We move onto the controller resolver, which is responsible for extracting an actual controller from the, from the request. We have already prepped it so we can, we can grab the controller straight from the request because the router listener already put it in there and then we fire another event. This is telling everyone who's listening to this event that now we have a controller ready to do its work so you can plugin your functionality to do things like if there's an incoming request that states that it wants version 1.1 of this or version 2 of this request of this resource that you have exposed, you can, you can steer it to another controller. Uh, so that way you can do like API versioning for example. You can also see that we have an incoming request which has an ID in it, but this controller that we want to call requires a user. So we can take this ID, we'll look up a user and we inject it into the, into the controller arguments.
Moving on, our controller is ready to be called, we call the
hej method on it, which basically just instantiates a response object, returns that. We have a response. Again, we call all our listeners. If we have not returned a response in our controller, we might have just returned on error, for example. There's a proceeding event called a
You can have many different responses here.
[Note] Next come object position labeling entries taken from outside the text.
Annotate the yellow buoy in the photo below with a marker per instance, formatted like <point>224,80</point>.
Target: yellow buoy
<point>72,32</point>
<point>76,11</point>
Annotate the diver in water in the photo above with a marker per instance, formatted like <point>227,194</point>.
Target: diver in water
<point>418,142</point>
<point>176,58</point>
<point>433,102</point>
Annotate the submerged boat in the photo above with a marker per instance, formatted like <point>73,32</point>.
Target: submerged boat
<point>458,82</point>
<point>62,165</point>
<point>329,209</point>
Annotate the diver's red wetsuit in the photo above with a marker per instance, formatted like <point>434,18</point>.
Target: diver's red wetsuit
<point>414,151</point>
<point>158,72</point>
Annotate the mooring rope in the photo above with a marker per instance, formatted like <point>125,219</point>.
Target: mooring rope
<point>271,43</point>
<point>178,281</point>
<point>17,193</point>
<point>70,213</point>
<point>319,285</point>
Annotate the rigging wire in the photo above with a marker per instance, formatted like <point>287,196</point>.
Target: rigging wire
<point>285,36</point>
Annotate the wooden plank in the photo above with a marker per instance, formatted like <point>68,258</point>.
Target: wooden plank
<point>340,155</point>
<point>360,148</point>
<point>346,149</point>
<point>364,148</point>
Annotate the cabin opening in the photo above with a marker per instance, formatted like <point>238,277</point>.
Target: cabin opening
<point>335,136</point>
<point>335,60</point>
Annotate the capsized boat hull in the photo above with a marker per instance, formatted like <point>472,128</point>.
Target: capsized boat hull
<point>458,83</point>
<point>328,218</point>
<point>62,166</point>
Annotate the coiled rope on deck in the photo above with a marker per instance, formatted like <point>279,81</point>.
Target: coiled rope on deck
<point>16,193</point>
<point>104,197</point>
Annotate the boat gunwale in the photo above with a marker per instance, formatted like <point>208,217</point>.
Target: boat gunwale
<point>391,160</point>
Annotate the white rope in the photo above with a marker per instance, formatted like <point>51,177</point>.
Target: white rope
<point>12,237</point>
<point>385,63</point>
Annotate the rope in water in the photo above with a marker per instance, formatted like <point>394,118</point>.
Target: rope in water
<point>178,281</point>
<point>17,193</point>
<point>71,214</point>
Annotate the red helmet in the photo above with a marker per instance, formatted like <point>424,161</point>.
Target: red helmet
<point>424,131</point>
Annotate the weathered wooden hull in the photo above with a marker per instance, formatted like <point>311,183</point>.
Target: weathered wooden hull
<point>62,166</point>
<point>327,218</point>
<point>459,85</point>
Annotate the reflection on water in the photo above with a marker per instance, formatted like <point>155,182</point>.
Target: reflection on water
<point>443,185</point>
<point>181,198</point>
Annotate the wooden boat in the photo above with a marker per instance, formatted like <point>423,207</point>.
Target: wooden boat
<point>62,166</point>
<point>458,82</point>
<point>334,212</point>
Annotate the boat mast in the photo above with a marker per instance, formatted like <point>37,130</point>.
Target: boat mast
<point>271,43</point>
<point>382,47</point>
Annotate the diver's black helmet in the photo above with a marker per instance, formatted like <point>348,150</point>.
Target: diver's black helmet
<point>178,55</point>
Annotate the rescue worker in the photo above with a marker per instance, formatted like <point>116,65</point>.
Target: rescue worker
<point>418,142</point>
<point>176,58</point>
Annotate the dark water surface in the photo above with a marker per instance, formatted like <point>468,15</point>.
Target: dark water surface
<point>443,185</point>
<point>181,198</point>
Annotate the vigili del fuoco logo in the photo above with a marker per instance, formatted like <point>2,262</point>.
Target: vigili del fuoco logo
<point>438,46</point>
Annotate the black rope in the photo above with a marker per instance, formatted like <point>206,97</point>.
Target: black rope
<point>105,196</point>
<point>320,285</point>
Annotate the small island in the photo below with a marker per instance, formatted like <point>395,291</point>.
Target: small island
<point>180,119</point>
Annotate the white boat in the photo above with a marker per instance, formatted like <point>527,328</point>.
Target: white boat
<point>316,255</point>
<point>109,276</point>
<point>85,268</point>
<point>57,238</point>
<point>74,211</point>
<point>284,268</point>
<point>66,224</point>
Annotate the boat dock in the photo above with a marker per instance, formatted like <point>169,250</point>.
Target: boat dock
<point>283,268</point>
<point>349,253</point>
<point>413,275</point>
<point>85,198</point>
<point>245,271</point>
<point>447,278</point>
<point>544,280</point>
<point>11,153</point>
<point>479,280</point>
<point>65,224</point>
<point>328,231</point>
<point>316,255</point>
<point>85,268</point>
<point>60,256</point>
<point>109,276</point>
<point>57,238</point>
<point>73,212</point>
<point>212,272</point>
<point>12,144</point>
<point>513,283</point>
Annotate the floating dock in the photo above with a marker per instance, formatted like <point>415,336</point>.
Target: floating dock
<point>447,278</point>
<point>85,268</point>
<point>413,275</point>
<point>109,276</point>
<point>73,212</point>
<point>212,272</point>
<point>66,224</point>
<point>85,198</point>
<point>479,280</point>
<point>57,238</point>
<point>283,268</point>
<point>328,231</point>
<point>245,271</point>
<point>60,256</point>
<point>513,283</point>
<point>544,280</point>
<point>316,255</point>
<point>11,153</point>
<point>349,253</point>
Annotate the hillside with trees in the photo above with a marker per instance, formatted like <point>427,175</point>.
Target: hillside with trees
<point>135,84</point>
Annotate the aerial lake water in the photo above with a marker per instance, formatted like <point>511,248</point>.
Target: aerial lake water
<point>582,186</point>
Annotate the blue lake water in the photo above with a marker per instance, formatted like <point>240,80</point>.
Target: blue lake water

The 200 series is that something went well. 300, it's do something else where. 400, you did something wrong. 500, I did something wrong. Um, and there might be, ah so here we also defined that this content that we send back is a HTML format, which obviously it's not. It should be a text. Uh, you can have many different, uh, headers tagged onto this response. You can add, for example, you want to allow anyone from the server and onwards to save this measure message. You can add some caching headers for example, or add some cookies for future requests.
PHP returns the response to Apache. Apache does not respond to the server because now we've put a reverse proxy in between. A reverse proxy listens to this cache headers that we have set up, sees that, okay, this, this a response that came in, it came back here, has been configured to be saved for one day, for example. So the next time someone requests the
/hej page, we don't have to go into PHP, we don't have to go into Apache or our controller. We can just return it immediately. It speeds it up very, very much. Uh, in the next slot there's going to be a talk about HTTP caching. Someone's going to go into that here. Finally, varnish returns the response to the server. The server goes sends it into tiny little packages all over the internet, which can be intercepted unless we do HTTPS. They can be intercepted by proxies along the way that also can listen to this, uh, HTTP headers, cache it for future requests so that in your building, your company building, you might have our proxy standing to speed up requests within the company or whatever
FIN for finish, send it off to the server saying that we're done. The TCP connection breaks. And that concludes my talk. Thank you very much.